Da qualche anno a Roma girano più carte che gru. Non mancano consulenze, incarichi, brogliacci d’intercettazioni, ordinanze di custodia cautelare, battaglie mediatiche, ricorsi e carte bollate. Ma di opere, infrastrutture, riqualificazione di quartieri, eco distretti non c’è, praticamente, traccia. Il valore aggiunto delle costruzioni, fra 2008 e 2016, si è ridotto, nella città metropolitana di Roma del 26%, L’edilizia vale a Roma (in termini di valore aggiunto pro-capite) la metà che a Milano eppure le costruzioni hanno sempre rappresentato un settore caratteristico della capitale. Nella sola edilizia residenziale, i permessi per costruire ( nuovo e recupero integrale) sono crollati dalle 14.198 abitazioni del 2008 alle 4.508 nell’anno più recente per cui si dispone di dati (2014). Certo il ciclo immobiliare è stato condizionato negativamente, anche nell’area romana, dagli effetti della doppia crisi che ha falcidiato redditi e posti di lavoro. Tuttavia, un risultato tanto magro non può essere attribuito ai soli fattori di contesto generale, in quanto è contraddetto da quanto sta avvenendo in tutte le grandi città europee, a partire da Milano, dove abbondano cantieri e realizzazioni. E’ il metodo che è diverso.
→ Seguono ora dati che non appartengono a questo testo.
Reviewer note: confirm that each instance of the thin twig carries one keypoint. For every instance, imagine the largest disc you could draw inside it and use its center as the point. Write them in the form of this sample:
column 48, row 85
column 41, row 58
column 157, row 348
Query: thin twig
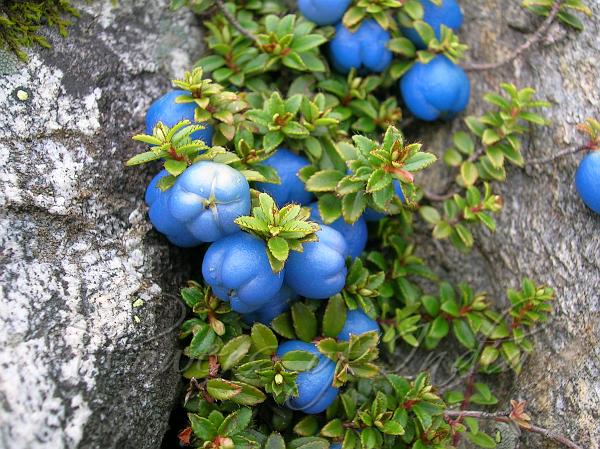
column 533, row 40
column 558, row 155
column 439, row 197
column 235, row 23
column 504, row 417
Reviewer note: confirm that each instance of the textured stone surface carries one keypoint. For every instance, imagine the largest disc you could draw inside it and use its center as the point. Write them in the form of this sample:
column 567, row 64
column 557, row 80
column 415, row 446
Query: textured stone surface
column 544, row 232
column 77, row 370
column 80, row 366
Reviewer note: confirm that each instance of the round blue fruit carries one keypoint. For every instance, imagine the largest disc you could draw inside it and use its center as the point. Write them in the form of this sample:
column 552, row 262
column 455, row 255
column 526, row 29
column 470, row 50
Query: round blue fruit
column 161, row 218
column 277, row 305
column 291, row 189
column 587, row 180
column 208, row 197
column 364, row 50
column 437, row 90
column 315, row 390
column 372, row 215
column 448, row 14
column 357, row 323
column 355, row 234
column 166, row 110
column 238, row 270
column 323, row 12
column 320, row 270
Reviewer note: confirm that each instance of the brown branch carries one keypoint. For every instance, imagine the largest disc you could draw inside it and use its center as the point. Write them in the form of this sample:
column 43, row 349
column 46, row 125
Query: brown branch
column 533, row 40
column 504, row 417
column 235, row 23
column 560, row 154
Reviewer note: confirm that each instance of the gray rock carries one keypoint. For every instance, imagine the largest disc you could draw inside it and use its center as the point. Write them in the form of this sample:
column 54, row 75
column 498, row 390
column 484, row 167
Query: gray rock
column 544, row 232
column 79, row 370
column 81, row 364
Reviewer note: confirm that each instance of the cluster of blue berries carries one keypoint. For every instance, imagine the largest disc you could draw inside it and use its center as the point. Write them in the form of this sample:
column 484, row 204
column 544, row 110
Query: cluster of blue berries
column 438, row 89
column 201, row 207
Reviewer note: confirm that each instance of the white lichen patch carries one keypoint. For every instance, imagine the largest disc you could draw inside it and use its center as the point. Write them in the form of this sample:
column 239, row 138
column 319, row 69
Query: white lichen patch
column 48, row 107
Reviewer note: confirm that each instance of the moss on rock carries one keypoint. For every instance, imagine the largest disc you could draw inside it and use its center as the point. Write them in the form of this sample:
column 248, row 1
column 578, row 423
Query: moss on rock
column 20, row 22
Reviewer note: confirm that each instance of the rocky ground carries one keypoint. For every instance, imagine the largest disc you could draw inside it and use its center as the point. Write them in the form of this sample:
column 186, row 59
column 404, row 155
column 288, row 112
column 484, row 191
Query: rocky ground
column 87, row 344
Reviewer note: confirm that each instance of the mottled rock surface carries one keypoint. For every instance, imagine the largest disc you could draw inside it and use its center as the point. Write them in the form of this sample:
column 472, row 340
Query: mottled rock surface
column 80, row 364
column 544, row 232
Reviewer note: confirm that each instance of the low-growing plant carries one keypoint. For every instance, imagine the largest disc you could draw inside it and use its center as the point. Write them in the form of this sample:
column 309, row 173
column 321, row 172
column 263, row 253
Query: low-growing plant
column 315, row 365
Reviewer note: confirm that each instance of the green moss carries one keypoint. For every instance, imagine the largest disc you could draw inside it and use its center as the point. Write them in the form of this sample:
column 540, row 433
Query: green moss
column 20, row 22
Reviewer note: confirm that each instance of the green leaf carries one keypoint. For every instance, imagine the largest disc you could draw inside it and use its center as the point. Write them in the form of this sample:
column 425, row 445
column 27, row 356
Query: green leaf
column 403, row 46
column 202, row 427
column 378, row 180
column 275, row 441
column 353, row 206
column 330, row 208
column 333, row 429
column 469, row 173
column 439, row 328
column 304, row 43
column 283, row 326
column 307, row 426
column 305, row 322
column 299, row 361
column 202, row 343
column 263, row 339
column 234, row 351
column 393, row 428
column 463, row 334
column 235, row 422
column 295, row 130
column 430, row 214
column 324, row 181
column 489, row 355
column 222, row 389
column 419, row 161
column 143, row 158
column 272, row 140
column 334, row 316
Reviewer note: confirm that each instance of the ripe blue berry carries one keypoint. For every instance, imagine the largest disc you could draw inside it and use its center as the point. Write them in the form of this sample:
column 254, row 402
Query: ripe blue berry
column 315, row 390
column 276, row 306
column 238, row 270
column 364, row 50
column 323, row 12
column 166, row 110
column 320, row 270
column 587, row 180
column 161, row 218
column 357, row 323
column 355, row 234
column 437, row 90
column 291, row 189
column 448, row 14
column 207, row 197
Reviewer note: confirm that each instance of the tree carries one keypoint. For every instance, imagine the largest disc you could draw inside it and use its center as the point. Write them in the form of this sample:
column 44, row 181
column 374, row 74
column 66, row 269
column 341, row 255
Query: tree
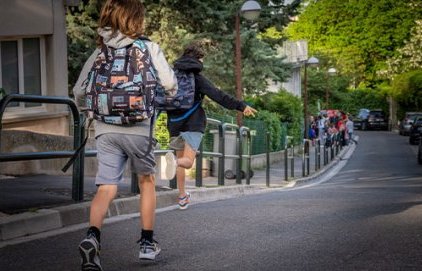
column 174, row 23
column 81, row 34
column 408, row 57
column 359, row 35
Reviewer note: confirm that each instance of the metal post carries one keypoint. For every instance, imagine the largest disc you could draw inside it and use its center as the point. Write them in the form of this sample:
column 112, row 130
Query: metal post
column 308, row 161
column 78, row 165
column 134, row 187
column 305, row 100
column 223, row 153
column 239, row 160
column 304, row 157
column 198, row 173
column 292, row 170
column 244, row 131
column 238, row 69
column 286, row 164
column 267, row 175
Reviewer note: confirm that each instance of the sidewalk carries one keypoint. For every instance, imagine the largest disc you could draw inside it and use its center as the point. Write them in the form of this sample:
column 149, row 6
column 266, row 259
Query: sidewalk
column 35, row 204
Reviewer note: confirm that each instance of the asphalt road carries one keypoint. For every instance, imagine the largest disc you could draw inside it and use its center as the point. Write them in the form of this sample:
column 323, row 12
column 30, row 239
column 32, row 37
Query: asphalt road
column 367, row 217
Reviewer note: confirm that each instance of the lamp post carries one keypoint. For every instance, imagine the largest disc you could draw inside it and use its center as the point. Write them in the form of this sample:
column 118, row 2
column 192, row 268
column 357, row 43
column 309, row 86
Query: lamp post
column 331, row 72
column 250, row 10
column 312, row 61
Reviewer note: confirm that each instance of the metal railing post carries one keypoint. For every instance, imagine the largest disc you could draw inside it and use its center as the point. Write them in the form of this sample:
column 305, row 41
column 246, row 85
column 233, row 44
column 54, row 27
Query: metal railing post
column 134, row 187
column 245, row 132
column 78, row 165
column 239, row 159
column 267, row 175
column 198, row 173
column 221, row 160
column 292, row 162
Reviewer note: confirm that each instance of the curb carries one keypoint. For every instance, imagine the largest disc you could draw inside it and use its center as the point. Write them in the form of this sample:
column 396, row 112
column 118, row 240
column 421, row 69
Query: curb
column 43, row 220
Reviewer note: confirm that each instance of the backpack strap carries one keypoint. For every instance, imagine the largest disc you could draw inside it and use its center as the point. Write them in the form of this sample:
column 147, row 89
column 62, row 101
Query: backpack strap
column 78, row 150
column 187, row 113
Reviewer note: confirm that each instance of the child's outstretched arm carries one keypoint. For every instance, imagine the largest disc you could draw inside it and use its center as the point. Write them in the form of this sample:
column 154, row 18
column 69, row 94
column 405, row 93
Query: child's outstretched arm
column 249, row 111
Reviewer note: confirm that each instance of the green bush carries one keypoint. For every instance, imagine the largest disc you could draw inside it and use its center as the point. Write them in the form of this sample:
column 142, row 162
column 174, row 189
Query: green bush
column 288, row 108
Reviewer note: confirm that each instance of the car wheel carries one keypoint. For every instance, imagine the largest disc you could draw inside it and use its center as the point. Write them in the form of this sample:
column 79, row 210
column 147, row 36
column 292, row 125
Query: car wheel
column 229, row 174
column 411, row 141
column 420, row 154
column 243, row 174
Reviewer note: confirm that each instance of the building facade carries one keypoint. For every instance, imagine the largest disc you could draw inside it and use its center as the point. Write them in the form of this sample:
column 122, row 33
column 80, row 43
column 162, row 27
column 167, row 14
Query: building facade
column 33, row 60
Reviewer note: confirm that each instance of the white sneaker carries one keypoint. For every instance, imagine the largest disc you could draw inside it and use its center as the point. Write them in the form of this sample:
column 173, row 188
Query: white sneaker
column 148, row 250
column 171, row 166
column 184, row 201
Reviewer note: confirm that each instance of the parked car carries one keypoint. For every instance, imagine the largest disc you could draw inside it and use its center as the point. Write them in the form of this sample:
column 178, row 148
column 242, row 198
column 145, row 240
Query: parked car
column 371, row 119
column 415, row 130
column 420, row 152
column 406, row 123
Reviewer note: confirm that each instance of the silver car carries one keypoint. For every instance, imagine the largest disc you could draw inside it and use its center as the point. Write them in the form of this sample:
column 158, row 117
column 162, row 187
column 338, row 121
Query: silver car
column 406, row 123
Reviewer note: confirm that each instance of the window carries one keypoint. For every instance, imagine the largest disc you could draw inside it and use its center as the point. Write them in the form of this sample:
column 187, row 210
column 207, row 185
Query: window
column 21, row 68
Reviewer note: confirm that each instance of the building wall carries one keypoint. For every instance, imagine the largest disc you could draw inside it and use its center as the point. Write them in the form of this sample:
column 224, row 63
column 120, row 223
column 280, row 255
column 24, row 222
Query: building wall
column 43, row 20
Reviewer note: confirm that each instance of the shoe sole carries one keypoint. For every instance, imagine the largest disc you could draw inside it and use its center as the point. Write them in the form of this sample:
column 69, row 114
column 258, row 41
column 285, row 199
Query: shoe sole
column 150, row 256
column 170, row 169
column 184, row 207
column 88, row 253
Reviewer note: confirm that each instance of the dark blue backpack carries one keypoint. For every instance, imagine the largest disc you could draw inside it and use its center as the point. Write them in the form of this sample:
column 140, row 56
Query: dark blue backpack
column 184, row 99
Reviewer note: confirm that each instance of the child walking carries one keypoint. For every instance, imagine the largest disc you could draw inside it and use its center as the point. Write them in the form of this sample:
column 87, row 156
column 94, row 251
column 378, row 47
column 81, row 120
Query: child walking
column 121, row 24
column 187, row 127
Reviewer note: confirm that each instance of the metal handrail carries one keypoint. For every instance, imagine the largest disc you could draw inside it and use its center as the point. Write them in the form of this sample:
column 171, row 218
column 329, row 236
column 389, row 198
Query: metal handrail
column 77, row 175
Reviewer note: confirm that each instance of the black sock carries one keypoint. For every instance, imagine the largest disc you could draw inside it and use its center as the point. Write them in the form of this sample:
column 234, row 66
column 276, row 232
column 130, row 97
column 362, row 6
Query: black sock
column 94, row 231
column 147, row 235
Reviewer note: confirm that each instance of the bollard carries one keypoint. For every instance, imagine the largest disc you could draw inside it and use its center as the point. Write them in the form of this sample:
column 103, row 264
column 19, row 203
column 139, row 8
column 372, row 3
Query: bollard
column 267, row 175
column 286, row 164
column 198, row 169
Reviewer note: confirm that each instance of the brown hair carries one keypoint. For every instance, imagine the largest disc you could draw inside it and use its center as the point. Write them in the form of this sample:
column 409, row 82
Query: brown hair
column 126, row 16
column 194, row 50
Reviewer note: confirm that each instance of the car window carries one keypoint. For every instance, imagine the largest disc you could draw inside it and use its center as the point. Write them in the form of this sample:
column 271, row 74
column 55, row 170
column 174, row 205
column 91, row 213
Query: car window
column 418, row 121
column 377, row 114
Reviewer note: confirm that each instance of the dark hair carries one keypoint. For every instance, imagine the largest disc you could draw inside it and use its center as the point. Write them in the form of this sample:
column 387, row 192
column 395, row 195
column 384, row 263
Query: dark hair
column 194, row 50
column 126, row 16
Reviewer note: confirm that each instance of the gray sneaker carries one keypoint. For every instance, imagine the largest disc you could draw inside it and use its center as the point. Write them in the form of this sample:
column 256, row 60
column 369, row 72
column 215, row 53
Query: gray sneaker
column 89, row 249
column 148, row 250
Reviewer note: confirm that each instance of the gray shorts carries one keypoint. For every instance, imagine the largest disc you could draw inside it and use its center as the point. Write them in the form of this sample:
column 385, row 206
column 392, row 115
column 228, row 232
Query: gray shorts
column 192, row 138
column 113, row 150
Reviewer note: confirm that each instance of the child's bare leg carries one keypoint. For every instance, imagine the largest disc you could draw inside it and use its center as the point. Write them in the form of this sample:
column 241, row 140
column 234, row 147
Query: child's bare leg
column 185, row 160
column 147, row 204
column 99, row 206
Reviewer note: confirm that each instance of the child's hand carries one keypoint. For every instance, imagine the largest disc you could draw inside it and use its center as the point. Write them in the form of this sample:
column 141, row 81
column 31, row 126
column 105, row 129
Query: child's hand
column 249, row 111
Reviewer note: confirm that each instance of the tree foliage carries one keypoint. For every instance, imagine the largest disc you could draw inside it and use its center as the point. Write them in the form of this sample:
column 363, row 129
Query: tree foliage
column 172, row 24
column 408, row 57
column 288, row 108
column 359, row 35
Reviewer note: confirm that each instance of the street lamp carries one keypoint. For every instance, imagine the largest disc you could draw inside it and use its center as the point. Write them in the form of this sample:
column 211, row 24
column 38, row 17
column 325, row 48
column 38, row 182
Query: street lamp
column 250, row 10
column 312, row 61
column 331, row 72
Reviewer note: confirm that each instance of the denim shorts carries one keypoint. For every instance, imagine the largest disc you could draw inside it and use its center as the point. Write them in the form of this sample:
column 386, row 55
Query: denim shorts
column 192, row 138
column 113, row 151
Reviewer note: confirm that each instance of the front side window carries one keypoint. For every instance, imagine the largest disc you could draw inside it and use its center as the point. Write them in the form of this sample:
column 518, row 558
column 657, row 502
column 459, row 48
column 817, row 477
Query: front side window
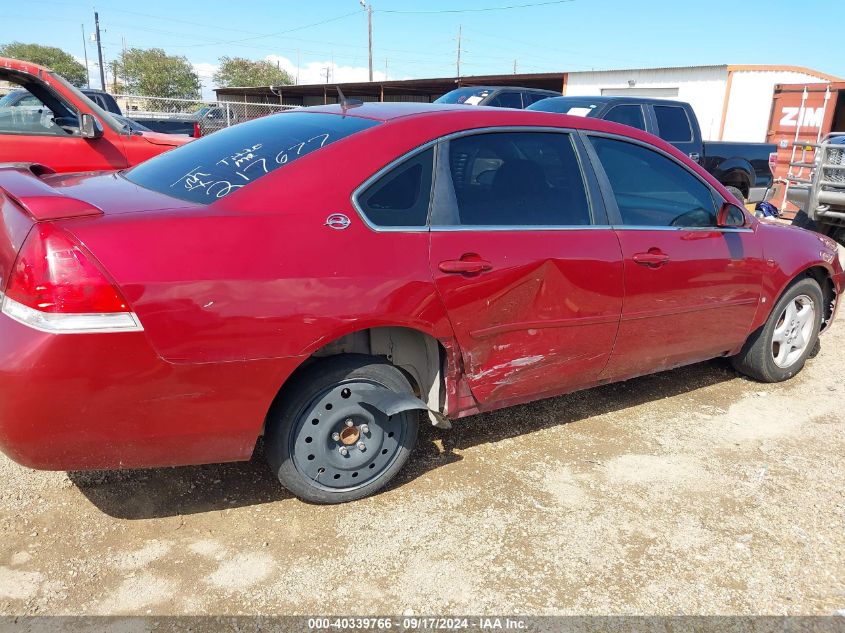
column 673, row 124
column 651, row 189
column 401, row 196
column 517, row 179
column 631, row 115
column 32, row 109
column 214, row 166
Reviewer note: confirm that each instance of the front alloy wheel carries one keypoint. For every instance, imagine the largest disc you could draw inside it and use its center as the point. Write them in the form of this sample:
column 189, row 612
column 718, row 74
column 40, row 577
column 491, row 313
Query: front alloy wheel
column 778, row 350
column 794, row 331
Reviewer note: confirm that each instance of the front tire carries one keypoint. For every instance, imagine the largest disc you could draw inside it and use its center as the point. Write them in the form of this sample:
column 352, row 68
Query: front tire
column 312, row 447
column 778, row 350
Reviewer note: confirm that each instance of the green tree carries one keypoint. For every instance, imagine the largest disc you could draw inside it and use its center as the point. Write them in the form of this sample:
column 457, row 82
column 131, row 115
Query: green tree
column 154, row 73
column 241, row 73
column 50, row 56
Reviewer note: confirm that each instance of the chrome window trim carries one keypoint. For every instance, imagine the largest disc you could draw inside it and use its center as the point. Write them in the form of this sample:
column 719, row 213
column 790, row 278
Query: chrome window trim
column 443, row 228
column 703, row 229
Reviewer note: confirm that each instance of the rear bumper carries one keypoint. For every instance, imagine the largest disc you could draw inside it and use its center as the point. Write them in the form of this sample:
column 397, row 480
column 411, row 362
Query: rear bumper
column 91, row 401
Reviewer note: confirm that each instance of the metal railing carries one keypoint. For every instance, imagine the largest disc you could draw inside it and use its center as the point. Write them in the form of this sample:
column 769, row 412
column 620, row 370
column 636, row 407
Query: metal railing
column 206, row 116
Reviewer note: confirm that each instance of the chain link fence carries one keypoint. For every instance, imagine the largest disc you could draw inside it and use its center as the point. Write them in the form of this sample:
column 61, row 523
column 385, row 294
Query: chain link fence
column 192, row 117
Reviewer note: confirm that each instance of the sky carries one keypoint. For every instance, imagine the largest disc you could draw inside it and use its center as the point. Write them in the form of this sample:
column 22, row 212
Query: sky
column 415, row 39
Le metropoli, perché possano rinnovare il proprio assetto urbanistico ed economico, devono ricercare una leale collaborazione fra pubblico e privato, in una precisa distinzione di ruoli. Sono le istituzioni locali, raccogliendo e interpretando le esigenze della collettività e le opportunità esistenti, a indicare gli ambiti urbani su cui intervenire, concentrando le risorse pubbliche per le infrastrutture ed eventuali funzioni istituzionali. Ad esempio il nuovo tribunale di Parigi di Renzo Piano è stato realizzato nella periferia nord della città anche come volano per un eco distretto residenziale cui ora stanno lavorando i privati. In quelle aree gli imprenditori, superando le vecchie logiche fondiarie, centrano il loro business su un ritorno degli investimenti basato sull’efficacia di quanto propongono al mercato. Se si rinuncia a una strategia condivisa, dando spazio a progetti che spuntano come funghi senza una logica integrata, il primo effetto è lo stallo conseguente agli sgambetti reciproci dei diversi attori interessati. Il secondo, quando i progetti dovessero essere realizzati, è il disordine e la frammentarietà, la mancanza di una massa critica sufficiente a supportare nuove reti infrastrutturali, con l’inevitabile declino produttivo e conseguente degrado della città nel suo insieme. Ed è quanto succede a Roma. Purtroppo.